Is that actually true for SSDs? For raw flash it’s not, provided you are overwriting “empty” all-ones values or otherwise only changing 1s to 0s. Writing is orders of magnitude slower than reading, but still a couple orders of magnitude faster than erasing (resetting back to “empty”), and only erases count against your wear budget. It sounds like an own goal for an SSD controller to not take advantage of that, although if the actual guts of it are log-structured then I could imagine it not being able to.


>> In brief, every time an SSD updates a single byte anywhere on disk, it needs to erase and re-write that entire page.

> Is that actually true for SSDs? For raw flash it’s not, provided you are overwriting “empty” all-ones values or otherwise only changing 1s to 0s.

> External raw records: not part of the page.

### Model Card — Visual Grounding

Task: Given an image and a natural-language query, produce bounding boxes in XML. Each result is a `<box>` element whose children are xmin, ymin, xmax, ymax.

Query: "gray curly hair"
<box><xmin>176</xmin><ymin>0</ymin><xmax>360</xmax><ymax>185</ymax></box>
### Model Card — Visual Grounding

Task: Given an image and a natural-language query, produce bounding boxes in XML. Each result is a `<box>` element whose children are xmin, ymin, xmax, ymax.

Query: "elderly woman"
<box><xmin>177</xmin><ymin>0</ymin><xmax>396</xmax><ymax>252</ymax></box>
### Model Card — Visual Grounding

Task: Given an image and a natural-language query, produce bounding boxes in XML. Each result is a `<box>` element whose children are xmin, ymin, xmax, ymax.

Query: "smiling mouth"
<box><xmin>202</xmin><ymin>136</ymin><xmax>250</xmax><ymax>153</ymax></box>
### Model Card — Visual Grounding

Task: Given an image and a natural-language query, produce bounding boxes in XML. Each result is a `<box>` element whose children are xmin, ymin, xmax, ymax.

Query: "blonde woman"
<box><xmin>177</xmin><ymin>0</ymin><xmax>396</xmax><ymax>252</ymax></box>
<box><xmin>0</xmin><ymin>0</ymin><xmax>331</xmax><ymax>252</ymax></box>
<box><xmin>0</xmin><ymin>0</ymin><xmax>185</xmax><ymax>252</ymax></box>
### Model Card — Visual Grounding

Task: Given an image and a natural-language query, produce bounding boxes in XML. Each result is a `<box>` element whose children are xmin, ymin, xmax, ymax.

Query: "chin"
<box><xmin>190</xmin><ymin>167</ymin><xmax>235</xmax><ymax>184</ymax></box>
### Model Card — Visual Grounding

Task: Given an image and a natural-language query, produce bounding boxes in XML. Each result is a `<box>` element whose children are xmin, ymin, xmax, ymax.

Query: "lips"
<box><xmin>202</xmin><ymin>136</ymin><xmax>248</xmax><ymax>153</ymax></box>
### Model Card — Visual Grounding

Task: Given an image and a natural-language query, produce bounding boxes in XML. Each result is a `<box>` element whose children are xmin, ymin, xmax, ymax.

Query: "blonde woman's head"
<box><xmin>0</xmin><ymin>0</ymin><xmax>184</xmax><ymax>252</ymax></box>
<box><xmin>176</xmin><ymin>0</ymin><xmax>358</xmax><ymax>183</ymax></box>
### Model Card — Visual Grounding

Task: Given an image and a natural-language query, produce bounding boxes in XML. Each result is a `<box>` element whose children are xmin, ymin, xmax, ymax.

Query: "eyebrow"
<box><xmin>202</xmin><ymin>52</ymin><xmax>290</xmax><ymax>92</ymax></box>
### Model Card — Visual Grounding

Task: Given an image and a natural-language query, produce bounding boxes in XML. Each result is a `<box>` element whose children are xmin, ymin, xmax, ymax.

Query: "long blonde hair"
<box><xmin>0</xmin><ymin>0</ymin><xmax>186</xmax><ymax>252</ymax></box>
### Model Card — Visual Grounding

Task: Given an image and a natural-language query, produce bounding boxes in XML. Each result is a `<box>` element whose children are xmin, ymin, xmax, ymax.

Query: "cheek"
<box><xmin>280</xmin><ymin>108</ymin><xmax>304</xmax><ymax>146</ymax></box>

Maybe it depends. I wrote the driver for more than one popular flash chips (don't remember which ones now, but that employer had a policy of never using components that were not mainstream and available from multiple suppliers) and all the chips I dealt with did read and write exclusively via fixed-size pages.

Since SSDs are collection of chips, I'd expect each chip on the SSD to only support fixed-size paged IO.


In this scenario I was basically re-writing the entire hard-drive completely in a completely random order, which is the worst case scenario for an SSD.

Normally the controller will use a whole bunch of tricks (e.g. overprovisioning, buffering and reordering of writes) to avoid this type of worst case pattern, but that only goes so far.


I was under the following impressions:

1. Writable Unit: The smallest unit you can write to in an SSD is a page.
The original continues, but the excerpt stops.